Mas e se amanhã Deus, ou a Natureza, ou whathever, estiver cansado ou simplesmente indisposto e não levar seus pets a passear?  Quem nos garante que isto não irá acontecer?  Não a lógica, certamente!

Então a indução é simplesmente “ter esperança de que a regularidade continue”?
Certamente que não – porque podemos fortalecer nossas induções entrelaçando-as para formar princípios mais gerais - ou seja, nossas expectativas estariam baseadas em regularidades em tese mais significativas...  Mas o “problema da indução” é assunto para a obra de uma vida, e não tema para um texto de calouro.  Sugiro a leitura do excelente livro “What is This Thing Called Science”, de Alan Chalmers, para uma introdução ao assunto.
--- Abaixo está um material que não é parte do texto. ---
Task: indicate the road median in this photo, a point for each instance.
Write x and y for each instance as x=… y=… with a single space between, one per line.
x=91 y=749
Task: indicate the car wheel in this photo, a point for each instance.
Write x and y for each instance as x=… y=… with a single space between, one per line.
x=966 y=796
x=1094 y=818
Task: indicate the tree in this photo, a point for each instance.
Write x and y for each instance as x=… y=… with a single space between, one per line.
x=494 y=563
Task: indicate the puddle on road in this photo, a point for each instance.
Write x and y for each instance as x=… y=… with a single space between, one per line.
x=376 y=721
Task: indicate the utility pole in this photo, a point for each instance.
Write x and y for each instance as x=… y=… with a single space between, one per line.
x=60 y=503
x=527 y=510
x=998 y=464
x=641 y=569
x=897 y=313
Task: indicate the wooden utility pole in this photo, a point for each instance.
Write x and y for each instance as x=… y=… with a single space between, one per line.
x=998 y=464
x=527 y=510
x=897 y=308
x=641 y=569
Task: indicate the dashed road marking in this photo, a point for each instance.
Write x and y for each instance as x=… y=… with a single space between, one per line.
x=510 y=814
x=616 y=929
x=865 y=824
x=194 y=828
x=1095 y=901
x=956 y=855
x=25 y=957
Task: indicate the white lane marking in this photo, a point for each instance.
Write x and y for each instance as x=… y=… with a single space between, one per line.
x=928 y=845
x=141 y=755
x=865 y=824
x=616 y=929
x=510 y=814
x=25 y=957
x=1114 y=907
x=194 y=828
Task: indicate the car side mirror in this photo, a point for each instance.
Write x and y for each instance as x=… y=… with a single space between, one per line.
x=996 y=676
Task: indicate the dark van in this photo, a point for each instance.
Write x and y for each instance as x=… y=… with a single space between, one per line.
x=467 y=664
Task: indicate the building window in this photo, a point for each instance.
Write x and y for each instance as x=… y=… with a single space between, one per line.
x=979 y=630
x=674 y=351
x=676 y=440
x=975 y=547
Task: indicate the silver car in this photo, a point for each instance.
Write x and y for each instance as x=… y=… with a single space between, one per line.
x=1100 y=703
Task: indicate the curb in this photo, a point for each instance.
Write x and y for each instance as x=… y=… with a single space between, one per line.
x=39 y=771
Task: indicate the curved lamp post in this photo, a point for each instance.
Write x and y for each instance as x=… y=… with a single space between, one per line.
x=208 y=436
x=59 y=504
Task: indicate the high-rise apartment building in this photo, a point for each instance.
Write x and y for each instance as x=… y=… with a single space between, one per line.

Mas, então, a lógica é inútil para a indução?
De forma alguma!
A lógica nos permite identificar “a regularidade correta” (ou a “regularidade que importa”, ou “o tipo certo de regularidade”). 
Por exemplo:  tenho que admitir que, quando tinha uns três ou quatro anos de idade, lembro de ter pensado que “as árvores fazem o vento”.  Porque eu morava num local arborizado, e sempre que havia vento, os ramos das árvores estavam se movimentando.  Logo...  J
Abandonei este paradigma quando constatei que havia vento também em lugares sem árvores.
Um exemplo menos pessoal:  a história de Chantecler, o galo personagem-título da peça de Rostand, que acreditava que seu canto fazia nascer o Sol!  Até o dia em que dormiu demais, e o Sol nasceu sem ele...
Eu, e Chantecler, cometemos um engano grosseiro em uma das questões mais complexas da ciência – o estabelecimento de relações de causalidade entre regularidades observadas.  
A indução, por si, não é capaz de nos dar uma explicação do mundo.
Apesar disto, a indução é a base da ciência.
E para fazermos boa ciência, é preciso que percebamos não só as regularidades, mas também quais regularidades são relevantes, e como elas estão relacionadas.  É preciso que façamos aplicações do nosso paradigma científico para comprová-lo – e na elaboração destas aplicações a dedução desempenha papel fundamental!  É preciso que estabeleçamos correlações de causa e efeito entre as regularidades que observamos, para provar a consistência do nosso modelo de mundo – e aqui também a dedução é um instrumento essencial!

Disse ao início que "dedução usa Lógica, indução nada tem a ver com lógica, entretanto, dedução e indução não formam “reinos” distintos, muito pelo contrário, elas formam, em conjunto, a base para a construção do conhecimento e da ciência!”
QED!






[1][1] Assumo que o meu leitor esteja familiarizado com o conceito de “argumento” “proposição” ou “premissa”, “validade” e “solidez”.  Espero que eu também esteja, ;-) !
[2] Acaba de me ocorrer que uma boa razão para acreditar na regularidade da natureza é a própria evolução dos seres vivos – mutações aleatórias só podem conduzir a seres mais adaptados ao meio ambiente se este meio ambiente possuir uma certa regularidade!  Mas isto é outro assunto!